The unilateral activities the United Kingdom conducts in violation of a UN resolution in the area under dispute exacerbate an already delicate state of affairs since they involve exploitation of renewable and non-renewable resources. These activities are contrary to the letter and spirit of the United Nations' relevant resolutions on the Question of the Malvinas Islands, in particular resolution 31/49. This UN General Assembly resolution calls upon both parties to refrain from taking decisions that would imply introducing unilateral modifications to the status quo while the islands are going through the negotiating process recommended by the General Assembly.

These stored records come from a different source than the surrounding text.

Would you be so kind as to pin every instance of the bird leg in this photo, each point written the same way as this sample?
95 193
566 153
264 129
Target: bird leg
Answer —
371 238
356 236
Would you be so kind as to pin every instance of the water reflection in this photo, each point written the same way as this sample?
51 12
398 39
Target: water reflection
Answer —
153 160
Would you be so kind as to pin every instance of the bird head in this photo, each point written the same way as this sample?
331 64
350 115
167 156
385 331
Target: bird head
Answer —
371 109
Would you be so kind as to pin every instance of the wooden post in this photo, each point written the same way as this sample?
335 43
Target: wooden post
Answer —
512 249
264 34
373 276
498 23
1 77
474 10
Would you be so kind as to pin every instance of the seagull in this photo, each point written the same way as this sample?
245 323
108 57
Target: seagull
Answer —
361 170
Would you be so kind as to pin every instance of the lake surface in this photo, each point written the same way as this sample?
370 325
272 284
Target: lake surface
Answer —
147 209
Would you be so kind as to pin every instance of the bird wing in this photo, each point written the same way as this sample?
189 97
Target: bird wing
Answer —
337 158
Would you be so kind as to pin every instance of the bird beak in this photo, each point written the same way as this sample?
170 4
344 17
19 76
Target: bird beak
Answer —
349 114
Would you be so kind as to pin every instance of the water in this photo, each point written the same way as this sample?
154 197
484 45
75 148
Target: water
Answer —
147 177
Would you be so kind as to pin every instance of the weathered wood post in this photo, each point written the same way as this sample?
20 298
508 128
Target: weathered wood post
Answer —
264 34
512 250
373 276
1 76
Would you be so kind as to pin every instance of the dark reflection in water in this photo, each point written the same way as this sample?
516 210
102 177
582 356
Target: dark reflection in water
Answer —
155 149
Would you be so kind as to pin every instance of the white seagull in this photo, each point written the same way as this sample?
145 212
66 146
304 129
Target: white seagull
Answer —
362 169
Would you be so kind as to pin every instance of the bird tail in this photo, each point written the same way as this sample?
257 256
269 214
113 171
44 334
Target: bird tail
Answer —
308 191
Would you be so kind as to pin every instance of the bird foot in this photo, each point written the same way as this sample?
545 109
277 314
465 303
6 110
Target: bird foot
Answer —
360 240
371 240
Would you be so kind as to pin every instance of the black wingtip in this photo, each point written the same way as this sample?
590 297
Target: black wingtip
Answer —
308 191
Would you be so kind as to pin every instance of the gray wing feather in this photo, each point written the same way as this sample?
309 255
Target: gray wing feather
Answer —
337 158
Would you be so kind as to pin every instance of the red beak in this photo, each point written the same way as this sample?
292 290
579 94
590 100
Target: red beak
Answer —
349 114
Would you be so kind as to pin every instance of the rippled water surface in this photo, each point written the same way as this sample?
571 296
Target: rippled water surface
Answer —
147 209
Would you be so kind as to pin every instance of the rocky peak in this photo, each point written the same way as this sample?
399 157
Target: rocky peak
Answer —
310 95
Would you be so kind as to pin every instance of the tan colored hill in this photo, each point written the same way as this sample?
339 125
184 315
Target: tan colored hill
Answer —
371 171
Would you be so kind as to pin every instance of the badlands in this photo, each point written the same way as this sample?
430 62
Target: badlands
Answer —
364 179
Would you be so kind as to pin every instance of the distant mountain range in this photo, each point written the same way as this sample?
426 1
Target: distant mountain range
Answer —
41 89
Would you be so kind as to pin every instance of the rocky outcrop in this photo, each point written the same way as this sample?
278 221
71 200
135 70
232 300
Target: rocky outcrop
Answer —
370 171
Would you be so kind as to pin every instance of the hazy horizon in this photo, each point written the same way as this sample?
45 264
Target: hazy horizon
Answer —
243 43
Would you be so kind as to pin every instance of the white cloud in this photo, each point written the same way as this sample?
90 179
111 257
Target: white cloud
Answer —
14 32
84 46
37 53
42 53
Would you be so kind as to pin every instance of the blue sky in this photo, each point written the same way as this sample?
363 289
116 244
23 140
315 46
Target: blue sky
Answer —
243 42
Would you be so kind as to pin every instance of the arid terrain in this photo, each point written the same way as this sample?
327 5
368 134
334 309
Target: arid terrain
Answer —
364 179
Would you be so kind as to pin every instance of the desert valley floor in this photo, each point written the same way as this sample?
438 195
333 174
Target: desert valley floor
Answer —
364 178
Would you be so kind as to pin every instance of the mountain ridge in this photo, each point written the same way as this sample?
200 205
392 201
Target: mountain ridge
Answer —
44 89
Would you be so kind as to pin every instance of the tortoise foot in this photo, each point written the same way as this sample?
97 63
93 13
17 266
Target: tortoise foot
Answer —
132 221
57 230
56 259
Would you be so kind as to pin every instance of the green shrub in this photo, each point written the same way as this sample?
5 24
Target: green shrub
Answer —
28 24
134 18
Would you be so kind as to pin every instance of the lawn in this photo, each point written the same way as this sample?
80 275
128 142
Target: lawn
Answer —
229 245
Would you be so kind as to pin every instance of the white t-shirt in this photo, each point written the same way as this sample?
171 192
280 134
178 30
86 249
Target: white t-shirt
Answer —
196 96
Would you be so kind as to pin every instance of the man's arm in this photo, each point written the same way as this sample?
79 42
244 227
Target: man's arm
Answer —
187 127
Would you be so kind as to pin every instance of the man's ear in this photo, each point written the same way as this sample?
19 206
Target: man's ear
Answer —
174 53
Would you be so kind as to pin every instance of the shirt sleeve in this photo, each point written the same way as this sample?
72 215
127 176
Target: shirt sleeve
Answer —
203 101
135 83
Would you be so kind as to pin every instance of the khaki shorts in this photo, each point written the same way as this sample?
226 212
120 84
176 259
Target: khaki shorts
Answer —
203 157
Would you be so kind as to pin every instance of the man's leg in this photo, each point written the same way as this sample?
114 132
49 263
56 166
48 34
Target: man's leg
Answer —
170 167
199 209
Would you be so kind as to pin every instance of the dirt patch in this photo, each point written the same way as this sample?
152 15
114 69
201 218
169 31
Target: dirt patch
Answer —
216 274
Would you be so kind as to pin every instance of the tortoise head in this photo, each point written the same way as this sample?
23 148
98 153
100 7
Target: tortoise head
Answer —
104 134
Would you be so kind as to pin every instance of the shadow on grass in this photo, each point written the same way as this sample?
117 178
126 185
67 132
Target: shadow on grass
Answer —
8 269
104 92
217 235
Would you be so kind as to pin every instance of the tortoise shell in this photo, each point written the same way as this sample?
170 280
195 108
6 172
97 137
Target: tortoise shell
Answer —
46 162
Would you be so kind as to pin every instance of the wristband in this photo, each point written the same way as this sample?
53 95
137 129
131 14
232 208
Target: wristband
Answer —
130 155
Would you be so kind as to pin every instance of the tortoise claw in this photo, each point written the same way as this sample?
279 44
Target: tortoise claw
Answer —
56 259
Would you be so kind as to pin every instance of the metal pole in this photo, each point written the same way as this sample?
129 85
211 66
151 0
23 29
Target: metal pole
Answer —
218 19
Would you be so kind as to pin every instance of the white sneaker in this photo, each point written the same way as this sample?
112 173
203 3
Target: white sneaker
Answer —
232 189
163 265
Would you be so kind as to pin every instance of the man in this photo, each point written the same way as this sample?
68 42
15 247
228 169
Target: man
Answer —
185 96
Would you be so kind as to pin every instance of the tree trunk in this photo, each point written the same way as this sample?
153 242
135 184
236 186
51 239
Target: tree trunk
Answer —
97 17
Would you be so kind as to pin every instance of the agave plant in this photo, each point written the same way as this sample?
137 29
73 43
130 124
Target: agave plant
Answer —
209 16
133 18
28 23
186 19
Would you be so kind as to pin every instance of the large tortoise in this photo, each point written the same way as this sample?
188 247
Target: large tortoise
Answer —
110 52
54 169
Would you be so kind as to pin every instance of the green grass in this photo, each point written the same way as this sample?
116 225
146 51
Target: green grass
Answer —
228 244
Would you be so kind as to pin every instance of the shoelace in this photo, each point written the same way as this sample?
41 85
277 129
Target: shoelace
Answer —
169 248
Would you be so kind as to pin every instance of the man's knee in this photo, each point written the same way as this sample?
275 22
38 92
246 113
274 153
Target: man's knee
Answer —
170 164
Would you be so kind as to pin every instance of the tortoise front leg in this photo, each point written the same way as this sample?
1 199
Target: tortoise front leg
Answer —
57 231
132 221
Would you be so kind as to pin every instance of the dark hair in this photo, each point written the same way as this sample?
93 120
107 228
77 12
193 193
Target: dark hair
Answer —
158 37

The segment of the population born in the islands is a minority, and the electoral body consists essentially of British citizens. Paradoxically, while Great Britain insists on the right to self-determination of the inhabitants of the Falklands, there was no claim of self-determination when Great Britain returned Hong-Kong to China.

Asking British citizens if they want to remain British is a futile exercise that undermines the essence of the dispute about which the United Nations has issued resolutions time and again that have been systematically ignored by Great Britain. The referendum does not put an end to the sovereignty dispute of the islands. It merely assures the perpetuation of the conflict between Great Britain and Argentina.

Dr. Cesar Chelala is the foreign correspondent for The Middle East Times International (Australia).